Не услышав ответа (что я мог ей сказать? Мой ответ — эта книга), она медленно опустила обнимавшие меня руки, и за те мгновения, что мы еще стояли вместе, я успел увидеть, как похожа она на Коулмена — не меньше, чем Фауни на своего отца. То же красивое кукольно-точеное лицо, те же зеленые глаза, та же смуглая кожа; в ней чувствовался даже невысокорослый скоростной атлетизм Коулмена, пусть и в менее плечистом варианте. Генетическое наследие матери внешне проявлялось лишь в щедрой поросли густых черных волос. Коулмен показывал мне семейные фотоальбомы, и на всех снимках Айрис Силк черты лица играли второстепенную роль — настолько полно, казалось мне, это самовластно-театральное волосяное богатство выражало суть ее личности. У Лизы, в отличие от матери, волосы скорее противоречили характеру, чем служили его эмблемой.

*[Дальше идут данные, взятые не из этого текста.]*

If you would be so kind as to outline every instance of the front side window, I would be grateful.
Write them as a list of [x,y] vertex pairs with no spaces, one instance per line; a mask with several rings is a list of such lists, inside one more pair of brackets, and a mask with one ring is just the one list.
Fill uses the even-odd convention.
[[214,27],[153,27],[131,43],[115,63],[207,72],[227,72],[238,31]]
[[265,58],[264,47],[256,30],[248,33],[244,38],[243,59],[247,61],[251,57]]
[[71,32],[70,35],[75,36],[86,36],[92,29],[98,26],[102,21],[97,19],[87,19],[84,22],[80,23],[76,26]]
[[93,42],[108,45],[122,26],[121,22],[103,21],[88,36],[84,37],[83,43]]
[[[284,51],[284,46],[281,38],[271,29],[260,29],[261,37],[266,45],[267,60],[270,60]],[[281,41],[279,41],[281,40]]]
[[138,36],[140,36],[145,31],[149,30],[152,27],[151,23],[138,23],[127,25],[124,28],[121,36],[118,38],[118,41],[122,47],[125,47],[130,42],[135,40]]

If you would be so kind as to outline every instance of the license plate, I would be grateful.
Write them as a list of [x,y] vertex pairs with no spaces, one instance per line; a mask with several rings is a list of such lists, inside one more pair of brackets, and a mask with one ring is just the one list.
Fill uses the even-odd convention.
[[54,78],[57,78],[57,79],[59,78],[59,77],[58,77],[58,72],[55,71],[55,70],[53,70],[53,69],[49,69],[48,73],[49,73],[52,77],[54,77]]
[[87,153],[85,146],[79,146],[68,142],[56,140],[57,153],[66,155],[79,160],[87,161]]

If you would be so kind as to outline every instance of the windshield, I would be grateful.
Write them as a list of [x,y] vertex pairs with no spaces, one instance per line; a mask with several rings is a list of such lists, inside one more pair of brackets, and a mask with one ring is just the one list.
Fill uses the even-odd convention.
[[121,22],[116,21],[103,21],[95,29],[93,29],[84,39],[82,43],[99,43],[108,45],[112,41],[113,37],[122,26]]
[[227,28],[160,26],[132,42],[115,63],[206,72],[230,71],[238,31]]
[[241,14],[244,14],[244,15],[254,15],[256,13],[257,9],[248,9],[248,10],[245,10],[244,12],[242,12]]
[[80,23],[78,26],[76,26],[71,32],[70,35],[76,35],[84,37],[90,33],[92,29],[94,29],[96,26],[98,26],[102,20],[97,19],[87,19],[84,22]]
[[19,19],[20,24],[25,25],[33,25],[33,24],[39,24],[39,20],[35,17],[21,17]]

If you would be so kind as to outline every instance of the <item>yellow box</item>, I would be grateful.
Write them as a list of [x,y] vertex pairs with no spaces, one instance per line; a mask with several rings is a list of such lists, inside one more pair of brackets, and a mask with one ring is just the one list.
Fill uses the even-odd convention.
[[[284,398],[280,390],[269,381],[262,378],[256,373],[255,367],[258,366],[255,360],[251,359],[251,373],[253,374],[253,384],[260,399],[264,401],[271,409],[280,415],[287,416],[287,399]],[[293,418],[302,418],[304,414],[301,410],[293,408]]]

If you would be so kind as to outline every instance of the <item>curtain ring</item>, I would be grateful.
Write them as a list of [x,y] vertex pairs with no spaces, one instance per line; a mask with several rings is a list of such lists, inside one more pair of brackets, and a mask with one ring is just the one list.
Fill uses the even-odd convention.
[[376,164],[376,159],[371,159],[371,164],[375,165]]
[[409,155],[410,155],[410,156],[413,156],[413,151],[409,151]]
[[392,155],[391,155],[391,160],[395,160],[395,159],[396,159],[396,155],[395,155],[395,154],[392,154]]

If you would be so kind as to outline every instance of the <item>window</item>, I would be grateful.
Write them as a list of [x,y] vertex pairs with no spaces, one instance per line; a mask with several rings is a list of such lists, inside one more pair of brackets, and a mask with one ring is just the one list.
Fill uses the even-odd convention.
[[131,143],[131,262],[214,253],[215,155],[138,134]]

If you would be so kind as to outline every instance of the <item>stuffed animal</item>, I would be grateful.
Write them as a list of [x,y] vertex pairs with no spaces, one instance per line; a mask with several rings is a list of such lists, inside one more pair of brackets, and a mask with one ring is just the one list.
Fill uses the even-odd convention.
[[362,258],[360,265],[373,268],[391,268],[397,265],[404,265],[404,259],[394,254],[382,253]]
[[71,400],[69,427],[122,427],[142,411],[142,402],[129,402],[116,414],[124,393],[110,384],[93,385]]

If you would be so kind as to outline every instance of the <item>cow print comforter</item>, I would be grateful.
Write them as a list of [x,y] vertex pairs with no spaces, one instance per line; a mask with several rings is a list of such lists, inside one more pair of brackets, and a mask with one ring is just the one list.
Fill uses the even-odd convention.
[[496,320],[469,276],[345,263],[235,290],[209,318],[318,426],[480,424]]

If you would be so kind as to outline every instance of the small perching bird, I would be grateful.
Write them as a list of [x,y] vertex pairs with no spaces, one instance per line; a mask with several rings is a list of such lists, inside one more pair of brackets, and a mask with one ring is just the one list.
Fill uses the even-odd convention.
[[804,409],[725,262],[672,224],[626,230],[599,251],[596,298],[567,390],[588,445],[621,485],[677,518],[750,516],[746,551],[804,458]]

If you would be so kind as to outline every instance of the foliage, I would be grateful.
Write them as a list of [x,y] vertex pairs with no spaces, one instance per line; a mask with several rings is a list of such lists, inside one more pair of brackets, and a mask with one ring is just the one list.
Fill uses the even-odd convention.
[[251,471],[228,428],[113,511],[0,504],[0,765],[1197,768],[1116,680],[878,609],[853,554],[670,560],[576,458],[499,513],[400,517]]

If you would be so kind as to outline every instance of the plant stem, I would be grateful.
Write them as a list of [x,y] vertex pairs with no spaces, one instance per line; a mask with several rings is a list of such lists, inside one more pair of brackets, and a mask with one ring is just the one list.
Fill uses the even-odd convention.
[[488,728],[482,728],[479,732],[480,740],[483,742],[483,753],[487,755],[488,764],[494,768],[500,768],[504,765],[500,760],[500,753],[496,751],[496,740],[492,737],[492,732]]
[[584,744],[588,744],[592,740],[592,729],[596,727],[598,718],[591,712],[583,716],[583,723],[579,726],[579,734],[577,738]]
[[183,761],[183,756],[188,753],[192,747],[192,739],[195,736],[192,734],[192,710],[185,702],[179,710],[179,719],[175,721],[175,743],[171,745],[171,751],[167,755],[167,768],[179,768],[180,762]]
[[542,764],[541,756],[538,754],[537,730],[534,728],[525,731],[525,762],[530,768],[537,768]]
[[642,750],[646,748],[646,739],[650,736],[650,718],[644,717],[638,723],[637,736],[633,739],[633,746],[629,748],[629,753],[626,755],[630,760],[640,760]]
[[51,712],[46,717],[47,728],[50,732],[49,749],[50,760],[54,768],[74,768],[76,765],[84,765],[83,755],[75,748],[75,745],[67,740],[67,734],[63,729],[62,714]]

За эти секунды у меня создалось четкое впечатление, что связь, ныне разорванная, между ней и отцом ни на один день не уйдет из ее сознания, пока она жива. Мысль о нем так или иначе будет примешана ко всему, о чем она ни подумает, в чем ни преуспеет, в чем ни потерпит неудачу. Последствия сильной детской любви к нежному отцу, сменившейся отчуждением, которое продлилось до его смерти, никогда не оставят эту женщину в покое.

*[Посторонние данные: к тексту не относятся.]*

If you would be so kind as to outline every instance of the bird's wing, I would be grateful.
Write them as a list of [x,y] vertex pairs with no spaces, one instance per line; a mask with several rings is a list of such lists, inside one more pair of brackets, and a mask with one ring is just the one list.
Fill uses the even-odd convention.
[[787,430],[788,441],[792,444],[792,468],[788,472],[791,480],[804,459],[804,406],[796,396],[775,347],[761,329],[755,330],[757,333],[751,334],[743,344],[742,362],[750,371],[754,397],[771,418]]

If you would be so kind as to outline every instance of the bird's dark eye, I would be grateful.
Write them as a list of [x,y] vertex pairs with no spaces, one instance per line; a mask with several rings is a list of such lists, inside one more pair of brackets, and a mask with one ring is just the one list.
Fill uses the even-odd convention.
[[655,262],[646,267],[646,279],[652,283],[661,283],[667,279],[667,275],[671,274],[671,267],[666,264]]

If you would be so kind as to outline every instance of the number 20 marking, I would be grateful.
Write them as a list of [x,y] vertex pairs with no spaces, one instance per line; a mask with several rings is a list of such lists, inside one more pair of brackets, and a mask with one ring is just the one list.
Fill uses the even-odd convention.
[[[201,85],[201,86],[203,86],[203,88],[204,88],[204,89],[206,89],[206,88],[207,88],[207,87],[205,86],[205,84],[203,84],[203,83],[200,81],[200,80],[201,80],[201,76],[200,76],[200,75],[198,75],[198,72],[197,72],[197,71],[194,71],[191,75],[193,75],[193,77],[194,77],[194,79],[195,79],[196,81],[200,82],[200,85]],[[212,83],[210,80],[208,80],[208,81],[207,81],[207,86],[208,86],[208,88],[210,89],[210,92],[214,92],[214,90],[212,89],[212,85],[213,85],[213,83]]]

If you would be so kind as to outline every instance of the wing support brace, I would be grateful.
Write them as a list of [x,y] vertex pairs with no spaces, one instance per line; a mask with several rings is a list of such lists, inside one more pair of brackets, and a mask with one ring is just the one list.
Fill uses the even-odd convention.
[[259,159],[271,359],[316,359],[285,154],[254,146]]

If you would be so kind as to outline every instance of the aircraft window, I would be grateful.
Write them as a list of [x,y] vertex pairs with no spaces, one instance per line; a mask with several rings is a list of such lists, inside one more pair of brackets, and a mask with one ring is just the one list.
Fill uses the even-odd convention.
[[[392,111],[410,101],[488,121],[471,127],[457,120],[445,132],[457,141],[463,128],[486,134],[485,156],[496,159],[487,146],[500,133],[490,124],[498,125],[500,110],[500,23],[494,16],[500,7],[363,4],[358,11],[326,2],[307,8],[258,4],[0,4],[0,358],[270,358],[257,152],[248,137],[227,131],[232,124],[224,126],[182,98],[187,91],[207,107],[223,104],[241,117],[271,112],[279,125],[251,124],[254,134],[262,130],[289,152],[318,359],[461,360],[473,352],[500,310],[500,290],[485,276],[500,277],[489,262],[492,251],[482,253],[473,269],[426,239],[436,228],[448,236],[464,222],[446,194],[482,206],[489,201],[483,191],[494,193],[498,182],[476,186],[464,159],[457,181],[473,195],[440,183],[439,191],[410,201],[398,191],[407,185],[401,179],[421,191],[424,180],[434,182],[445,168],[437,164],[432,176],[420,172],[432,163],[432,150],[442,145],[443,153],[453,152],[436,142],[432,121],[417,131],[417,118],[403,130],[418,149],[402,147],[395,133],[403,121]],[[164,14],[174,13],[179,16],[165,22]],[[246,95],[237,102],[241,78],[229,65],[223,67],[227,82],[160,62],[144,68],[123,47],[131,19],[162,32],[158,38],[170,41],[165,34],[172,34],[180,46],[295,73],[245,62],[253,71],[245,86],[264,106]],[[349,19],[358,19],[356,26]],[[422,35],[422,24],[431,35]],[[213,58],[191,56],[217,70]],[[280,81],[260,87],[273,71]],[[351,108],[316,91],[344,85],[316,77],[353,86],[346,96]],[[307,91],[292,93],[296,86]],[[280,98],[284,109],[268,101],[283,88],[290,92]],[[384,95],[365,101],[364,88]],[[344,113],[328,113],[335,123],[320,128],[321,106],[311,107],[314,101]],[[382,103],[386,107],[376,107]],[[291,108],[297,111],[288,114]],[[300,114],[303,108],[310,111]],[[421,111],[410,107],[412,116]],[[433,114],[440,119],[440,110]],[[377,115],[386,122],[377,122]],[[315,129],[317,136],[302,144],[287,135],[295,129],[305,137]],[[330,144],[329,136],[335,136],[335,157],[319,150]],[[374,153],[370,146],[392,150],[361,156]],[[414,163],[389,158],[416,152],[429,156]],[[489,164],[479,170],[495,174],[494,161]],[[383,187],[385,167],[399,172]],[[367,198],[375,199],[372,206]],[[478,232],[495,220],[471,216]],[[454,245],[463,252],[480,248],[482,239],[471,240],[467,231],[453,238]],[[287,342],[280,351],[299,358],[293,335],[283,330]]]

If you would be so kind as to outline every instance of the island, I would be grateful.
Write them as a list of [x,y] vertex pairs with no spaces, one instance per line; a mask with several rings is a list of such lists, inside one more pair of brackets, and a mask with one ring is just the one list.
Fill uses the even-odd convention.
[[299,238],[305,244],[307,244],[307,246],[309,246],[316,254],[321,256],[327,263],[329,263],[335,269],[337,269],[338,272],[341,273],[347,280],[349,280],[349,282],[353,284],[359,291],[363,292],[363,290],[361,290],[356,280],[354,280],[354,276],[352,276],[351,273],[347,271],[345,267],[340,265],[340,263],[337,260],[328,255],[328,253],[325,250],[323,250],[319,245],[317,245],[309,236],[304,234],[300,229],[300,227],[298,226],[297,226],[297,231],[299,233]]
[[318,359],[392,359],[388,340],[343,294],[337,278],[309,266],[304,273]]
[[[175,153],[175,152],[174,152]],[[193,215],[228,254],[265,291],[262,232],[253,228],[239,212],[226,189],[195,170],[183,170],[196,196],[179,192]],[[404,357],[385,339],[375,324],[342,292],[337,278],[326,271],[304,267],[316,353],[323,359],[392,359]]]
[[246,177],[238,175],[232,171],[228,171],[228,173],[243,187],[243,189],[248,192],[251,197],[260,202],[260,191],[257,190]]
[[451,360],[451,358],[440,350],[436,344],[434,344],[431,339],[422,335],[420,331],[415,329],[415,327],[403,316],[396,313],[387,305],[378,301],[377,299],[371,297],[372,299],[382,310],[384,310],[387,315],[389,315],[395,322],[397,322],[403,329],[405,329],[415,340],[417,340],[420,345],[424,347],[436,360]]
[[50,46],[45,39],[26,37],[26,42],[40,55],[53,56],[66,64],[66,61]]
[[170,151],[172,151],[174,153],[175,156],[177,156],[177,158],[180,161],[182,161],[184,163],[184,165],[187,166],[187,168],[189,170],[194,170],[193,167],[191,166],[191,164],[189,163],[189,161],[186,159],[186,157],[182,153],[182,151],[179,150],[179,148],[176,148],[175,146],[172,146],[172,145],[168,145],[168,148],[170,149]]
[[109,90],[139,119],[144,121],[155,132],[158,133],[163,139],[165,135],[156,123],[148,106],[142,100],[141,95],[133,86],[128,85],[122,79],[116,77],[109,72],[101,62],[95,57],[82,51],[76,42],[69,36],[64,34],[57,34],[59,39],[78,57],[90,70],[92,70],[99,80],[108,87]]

Трое сыновей Силка — Марк, близнец Лизы, и двое старших, Джеффри и Майкл, — поздоровались со мной сдержаннее. В Марке я не увидел ни следа былой злости, былой обиды на отца, и час с небольшим спустя у могилы, когда он сломался, это было горе безнадежной утраты — и только. Джефф и Майкл явно были ребята покрепче, чем Лиза и Марк, и в них отчетливо ощущалось телесное и душевное сходство с далеко не субтильной матерью. Что до волос, оба они изрядно облысели, зато [139] рост, нерушимая уверенность в себе и властная откровенность — это, бесспорно, от нее. Они не из тех, кто делает дела кое-как. Чтобы это понять, достаточно было поздороваться с ними и обменяться парой фраз. Можно было не сомневаться, что с Джеффом и Майком, особенно если они стоят бок о бок, шутки плохи. С Коулменом в его лучшие годы, когда я его еще не знал, когда он еще не завертелся бешеным волчком в сужающейся тюремной камере своего гнева, когда достижения, которые некогда определяли его лицо, которые были им, еще не исчезли из его жизни, шутки тоже, конечно, были плохи, и потому-то, вероятно, все так быстро ополчились на бывшего декана, когда представился повод обвинить его в расизме.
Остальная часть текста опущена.